Much of the album feels like a spiritual successor of the classic indie songwriter archetype of the ’90s. There’s flashes of Tori Amos and Alanis Morissette, but also Elliot Smith and Jeff Mangum, all which of helps Bateman cast an expansive net over the sonic terrain. What’s important though is that Bateman doesn’t sound directly like any one artist before her, rather her own individualistic artist that’s been molded by the different voices she’s heard before her and informed by the singular voice inside her.

 

From the get-go, “Right Now” is an early album highlight, with a wispy background melody lifted straight out of ’50s doo-wop that’s slowed down and tempered by the tonal melancholy of the song. Bateman is stunning on this track, letting her voice fully emote the careful optimism of the lyrics. “So I think I should do whatever makes me happy / Which right now happens to be you,” she sings as the song climbs higher, catching up to the previous soaring pitches of her “right now” modulating in a moment that subtly mimics the apprehensive nature of this touching love song. Her heart may already be there, but her brain is still following behind, careful to take in everything around it.

The hesitant relationship between Bateman’s words and voice drives the success of this record, but the record also offers plenty of gems to be found in the music itself. The aforementioned “Right Now” is glorious in its layered harmony, while the record’s more divergent moments provide a layer of intrigue needed to make this record truly compelling. You have the honky-tonk of “Magnificent Tomb,” which matches the southern swirl that opened the record on “April Matriarch,” yet still feels foreign to the record… yet also still comfortably residing within Bateman’s own dexterous range.

Then there are the truly erratic moments, such as the frenetic musical breakdown on “Sometimes In This Life” featuring a bold and striking sax part which helps enhance the chaotic uncertainty the song’s subject song must be going through. These moments help Bateman step out of the spotlight and let the ambience inspired by her words and voice really lift the song to another level, something that happens more frequently in the latter-half of the record.

 

At the end of the record, Bateman offers up her best song to date, the split-minded majesty entitled “Point Break.” Ebbing and flowing like the wave she allegorically describes, the track lets her airy vocals reverberate through the space above the wave, allowing her forthright passion and ambition ascend into the ether, even if there’s a touch of misunderstanding. “I want you to love me baby despite that I’m a mess,” she sings half-way through, compelling the listener to scream at whatever is in front of them in the same manner one would shout at a movie or TV show in a moment of sudden astonishment. “That’s the point,” they’d yell, since her appeal doesn’t rise above the mess of her life — it is rooted in it. Throughout this record, the listener relates to her struggle and aspiration and roots for her own triumph. And while we never get a feel of that absolute triumph in the lyrics, the music does more than enough to make this record feel like a solid win.

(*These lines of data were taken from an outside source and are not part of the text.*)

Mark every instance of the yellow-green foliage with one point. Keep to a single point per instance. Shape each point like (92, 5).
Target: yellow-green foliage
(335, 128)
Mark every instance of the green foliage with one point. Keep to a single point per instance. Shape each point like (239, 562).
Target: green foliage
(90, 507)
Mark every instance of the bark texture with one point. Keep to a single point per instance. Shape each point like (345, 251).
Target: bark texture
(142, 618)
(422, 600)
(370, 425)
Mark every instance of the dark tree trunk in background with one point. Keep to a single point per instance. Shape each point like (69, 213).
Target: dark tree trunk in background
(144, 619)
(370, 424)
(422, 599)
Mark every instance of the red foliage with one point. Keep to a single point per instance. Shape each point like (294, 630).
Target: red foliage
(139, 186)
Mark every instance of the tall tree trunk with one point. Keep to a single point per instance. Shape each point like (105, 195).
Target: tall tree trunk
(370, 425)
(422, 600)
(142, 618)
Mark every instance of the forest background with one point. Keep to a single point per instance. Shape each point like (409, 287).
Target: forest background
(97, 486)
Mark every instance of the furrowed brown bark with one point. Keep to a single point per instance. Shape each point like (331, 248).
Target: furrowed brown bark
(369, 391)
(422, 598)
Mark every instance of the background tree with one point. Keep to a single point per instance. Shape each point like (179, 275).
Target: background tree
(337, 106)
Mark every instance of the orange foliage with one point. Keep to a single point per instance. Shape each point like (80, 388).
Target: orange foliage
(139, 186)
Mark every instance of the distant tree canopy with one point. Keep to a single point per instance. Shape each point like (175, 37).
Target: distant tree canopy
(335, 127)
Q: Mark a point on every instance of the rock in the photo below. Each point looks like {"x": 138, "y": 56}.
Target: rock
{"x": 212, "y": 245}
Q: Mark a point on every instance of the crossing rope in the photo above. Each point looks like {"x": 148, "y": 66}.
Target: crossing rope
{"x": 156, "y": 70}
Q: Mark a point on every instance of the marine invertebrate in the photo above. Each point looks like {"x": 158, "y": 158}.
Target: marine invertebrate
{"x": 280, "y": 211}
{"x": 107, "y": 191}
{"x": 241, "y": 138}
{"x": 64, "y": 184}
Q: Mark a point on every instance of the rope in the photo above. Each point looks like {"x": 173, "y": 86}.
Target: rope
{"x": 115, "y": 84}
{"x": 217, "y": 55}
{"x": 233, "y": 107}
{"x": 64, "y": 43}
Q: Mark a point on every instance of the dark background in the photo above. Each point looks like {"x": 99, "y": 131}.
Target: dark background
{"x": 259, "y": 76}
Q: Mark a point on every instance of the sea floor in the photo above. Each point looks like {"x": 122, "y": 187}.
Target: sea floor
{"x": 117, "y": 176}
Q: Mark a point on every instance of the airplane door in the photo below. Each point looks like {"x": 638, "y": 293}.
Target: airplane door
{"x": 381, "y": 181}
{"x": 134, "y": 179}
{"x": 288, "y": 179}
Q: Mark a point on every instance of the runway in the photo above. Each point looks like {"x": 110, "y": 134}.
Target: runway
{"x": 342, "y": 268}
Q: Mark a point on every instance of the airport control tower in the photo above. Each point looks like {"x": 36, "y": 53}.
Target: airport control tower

Lyrically, she closes the album with the line “Now I’m safely me” as a stunning declaration of her artistic poise. But anyone captivated by this music didn’t need to sit through 10 tracks of this music to figure that out. It’s clear from the start of this record that Errol Bateman is a poised musician exploring her complicated emotions through artistic therapy. And it’s also clear from the start this is truly special music, unique in its traversing interpretation of its shared influence and inspiration, and wildly expansive in its intimate tone.

Despite the engaging title of this stunning debut record, Errol Bateman is not a “colorful creature.” What she is a dynamic artist capturing the essence of her stirring words through exalted vocals and ingenious sounds. If enjoying all of this is drowning, as she implies on “Point Break,” then what in the hell do we need air for?